Unlike most textbooks on electromagnetic theory, which treat electricity, magnetism, Coulomb's law and Faraday's law as almost independent subjects within the framework of the theory, this well-written text takes a relativistic point of view in which electric and magnetic fields are really different aspects of the same physical quantity.
Suitable for advanced undergraduates and graduate students, this volume offers a superb exposition of the essential unity of electromagnetism in its natural , relativistic framework while demonstrating the powerful constraint of relativistic invariance. It will be seen that all electromagnetism follows from electrostatics and from the requirement for the simplest laws allowable under the relativistic constraint. By means of these insights, the author hopes to encourage students to think about theories as yet undeveloped and to see this model as useful in other areas of physics.
After an introductory chapter establishing the mathematical background of the subject and a survey of some new mathematical ideas, the author reviews the principles of electrostatics. He then introduces Einstein's special theory of relativity and applies it throughout the rest of the book. Topics treated range from Gauss's theorem, Coulomb's law, the Faraday effect and Fresnel's equations to multiple expansion of the radiation field , interference and diffraction, waveguides and cavities and electric and magnetic susceptibility.

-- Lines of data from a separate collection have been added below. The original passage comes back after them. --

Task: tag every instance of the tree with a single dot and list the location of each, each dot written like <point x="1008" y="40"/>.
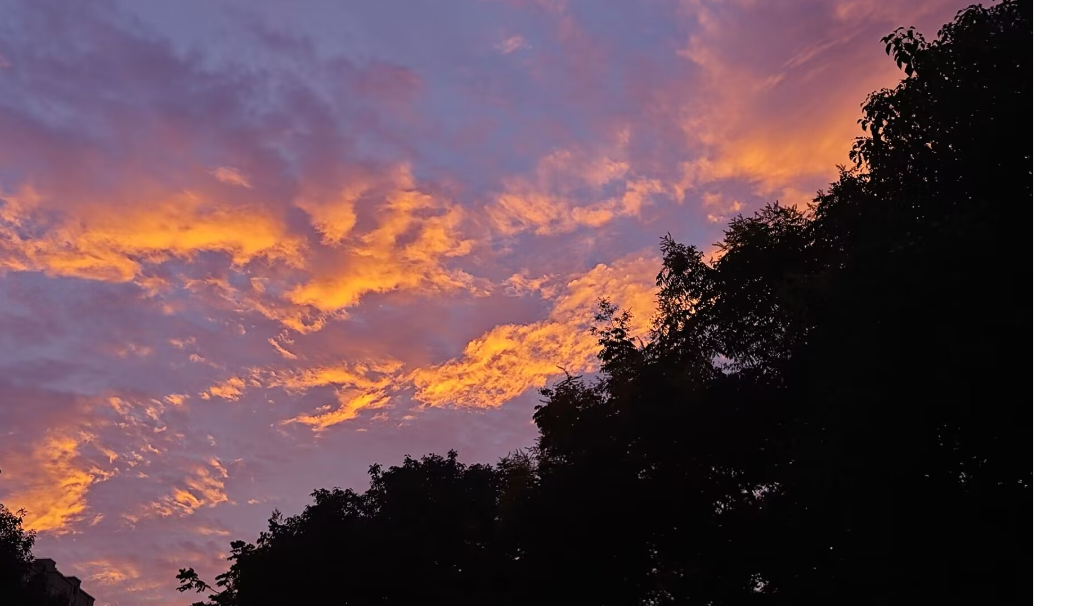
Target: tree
<point x="836" y="407"/>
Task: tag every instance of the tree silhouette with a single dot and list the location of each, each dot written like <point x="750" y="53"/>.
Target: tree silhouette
<point x="18" y="584"/>
<point x="836" y="407"/>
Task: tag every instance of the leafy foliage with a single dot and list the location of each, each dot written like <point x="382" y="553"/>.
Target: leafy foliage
<point x="17" y="581"/>
<point x="837" y="407"/>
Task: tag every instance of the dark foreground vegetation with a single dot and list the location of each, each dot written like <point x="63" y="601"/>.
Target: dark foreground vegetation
<point x="836" y="408"/>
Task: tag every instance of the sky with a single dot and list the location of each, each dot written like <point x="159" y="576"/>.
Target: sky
<point x="250" y="248"/>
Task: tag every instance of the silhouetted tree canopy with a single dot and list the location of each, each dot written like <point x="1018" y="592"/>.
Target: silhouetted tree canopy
<point x="837" y="406"/>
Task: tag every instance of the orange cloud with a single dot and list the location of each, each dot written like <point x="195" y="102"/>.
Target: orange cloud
<point x="111" y="242"/>
<point x="358" y="387"/>
<point x="230" y="176"/>
<point x="204" y="486"/>
<point x="415" y="234"/>
<point x="52" y="482"/>
<point x="229" y="389"/>
<point x="511" y="359"/>
<point x="567" y="191"/>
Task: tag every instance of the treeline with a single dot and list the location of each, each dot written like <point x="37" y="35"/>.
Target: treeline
<point x="835" y="408"/>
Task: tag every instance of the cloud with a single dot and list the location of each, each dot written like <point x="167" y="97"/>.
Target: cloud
<point x="415" y="234"/>
<point x="510" y="359"/>
<point x="231" y="388"/>
<point x="356" y="387"/>
<point x="511" y="44"/>
<point x="204" y="486"/>
<point x="569" y="190"/>
<point x="51" y="482"/>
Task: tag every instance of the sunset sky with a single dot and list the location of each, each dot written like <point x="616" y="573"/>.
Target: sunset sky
<point x="250" y="248"/>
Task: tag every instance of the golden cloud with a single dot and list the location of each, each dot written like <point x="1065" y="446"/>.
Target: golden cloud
<point x="112" y="242"/>
<point x="204" y="486"/>
<point x="548" y="201"/>
<point x="358" y="387"/>
<point x="511" y="359"/>
<point x="415" y="234"/>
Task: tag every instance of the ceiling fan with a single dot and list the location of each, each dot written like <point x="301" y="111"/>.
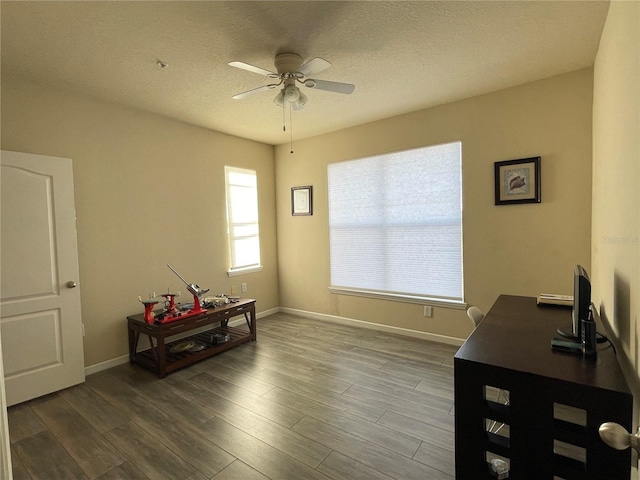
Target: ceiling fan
<point x="290" y="70"/>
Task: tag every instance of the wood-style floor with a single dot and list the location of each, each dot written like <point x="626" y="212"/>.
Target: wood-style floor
<point x="308" y="400"/>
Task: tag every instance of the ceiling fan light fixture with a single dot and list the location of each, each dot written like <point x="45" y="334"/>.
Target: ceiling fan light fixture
<point x="279" y="100"/>
<point x="302" y="100"/>
<point x="292" y="93"/>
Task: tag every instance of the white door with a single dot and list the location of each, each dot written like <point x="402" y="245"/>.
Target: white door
<point x="40" y="325"/>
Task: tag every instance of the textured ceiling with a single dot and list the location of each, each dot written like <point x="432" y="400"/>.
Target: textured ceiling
<point x="402" y="56"/>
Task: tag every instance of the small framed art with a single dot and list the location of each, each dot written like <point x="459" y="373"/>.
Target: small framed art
<point x="302" y="200"/>
<point x="517" y="181"/>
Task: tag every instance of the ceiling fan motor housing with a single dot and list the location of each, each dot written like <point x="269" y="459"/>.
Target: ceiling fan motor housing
<point x="287" y="63"/>
<point x="292" y="93"/>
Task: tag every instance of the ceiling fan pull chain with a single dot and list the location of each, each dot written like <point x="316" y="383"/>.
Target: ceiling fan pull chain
<point x="291" y="128"/>
<point x="284" y="119"/>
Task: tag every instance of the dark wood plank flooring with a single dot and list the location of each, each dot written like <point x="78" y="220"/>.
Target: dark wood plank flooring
<point x="308" y="400"/>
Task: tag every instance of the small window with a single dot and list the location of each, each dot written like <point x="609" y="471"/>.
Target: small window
<point x="395" y="225"/>
<point x="243" y="230"/>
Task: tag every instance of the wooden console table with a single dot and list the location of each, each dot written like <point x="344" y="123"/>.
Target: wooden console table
<point x="511" y="350"/>
<point x="159" y="358"/>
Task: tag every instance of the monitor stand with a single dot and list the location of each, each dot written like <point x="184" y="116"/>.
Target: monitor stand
<point x="567" y="332"/>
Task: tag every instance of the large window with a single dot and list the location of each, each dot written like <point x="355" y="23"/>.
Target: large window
<point x="242" y="220"/>
<point x="395" y="225"/>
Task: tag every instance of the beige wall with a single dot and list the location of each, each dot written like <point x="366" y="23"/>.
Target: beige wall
<point x="149" y="191"/>
<point x="514" y="249"/>
<point x="616" y="176"/>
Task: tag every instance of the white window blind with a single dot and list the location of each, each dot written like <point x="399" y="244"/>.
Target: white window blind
<point x="242" y="219"/>
<point x="395" y="224"/>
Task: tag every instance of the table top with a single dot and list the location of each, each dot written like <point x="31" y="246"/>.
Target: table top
<point x="516" y="334"/>
<point x="139" y="318"/>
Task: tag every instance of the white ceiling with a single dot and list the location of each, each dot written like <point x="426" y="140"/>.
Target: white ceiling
<point x="402" y="56"/>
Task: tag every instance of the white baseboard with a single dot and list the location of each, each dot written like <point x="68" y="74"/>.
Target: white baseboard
<point x="434" y="337"/>
<point x="114" y="362"/>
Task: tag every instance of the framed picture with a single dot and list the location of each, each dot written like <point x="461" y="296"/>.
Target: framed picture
<point x="302" y="200"/>
<point x="517" y="181"/>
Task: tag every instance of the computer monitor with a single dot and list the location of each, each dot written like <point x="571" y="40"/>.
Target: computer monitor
<point x="581" y="303"/>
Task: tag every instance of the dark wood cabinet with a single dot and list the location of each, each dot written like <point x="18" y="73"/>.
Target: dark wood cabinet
<point x="159" y="357"/>
<point x="557" y="400"/>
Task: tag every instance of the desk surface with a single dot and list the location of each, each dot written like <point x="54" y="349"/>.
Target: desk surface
<point x="516" y="334"/>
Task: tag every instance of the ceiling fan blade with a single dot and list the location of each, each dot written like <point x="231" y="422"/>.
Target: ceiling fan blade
<point x="337" y="87"/>
<point x="254" y="69"/>
<point x="313" y="66"/>
<point x="239" y="96"/>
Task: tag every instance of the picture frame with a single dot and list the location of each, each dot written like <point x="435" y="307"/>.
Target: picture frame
<point x="517" y="181"/>
<point x="302" y="200"/>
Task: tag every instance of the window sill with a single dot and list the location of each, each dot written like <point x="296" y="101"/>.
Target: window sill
<point x="404" y="298"/>
<point x="242" y="271"/>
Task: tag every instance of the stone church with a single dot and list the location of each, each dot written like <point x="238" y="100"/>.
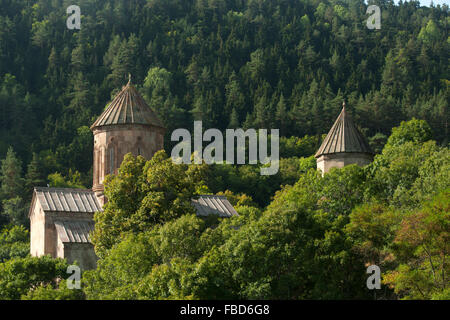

Carefully selected problems at the end of each chapter invite readers to test their grasp of the material. Professor Schwartz received his Ph.D. from Columbia University and has taught physics there and at Stanford University. He is perhaps best known for his experimental research in the field of high-energy physics and was a co-discoverer of the muon-type neutrino in 1962. He shared the 1988 Nobel Prize in Physics with Leon M. Lederman and Jack Steinberger.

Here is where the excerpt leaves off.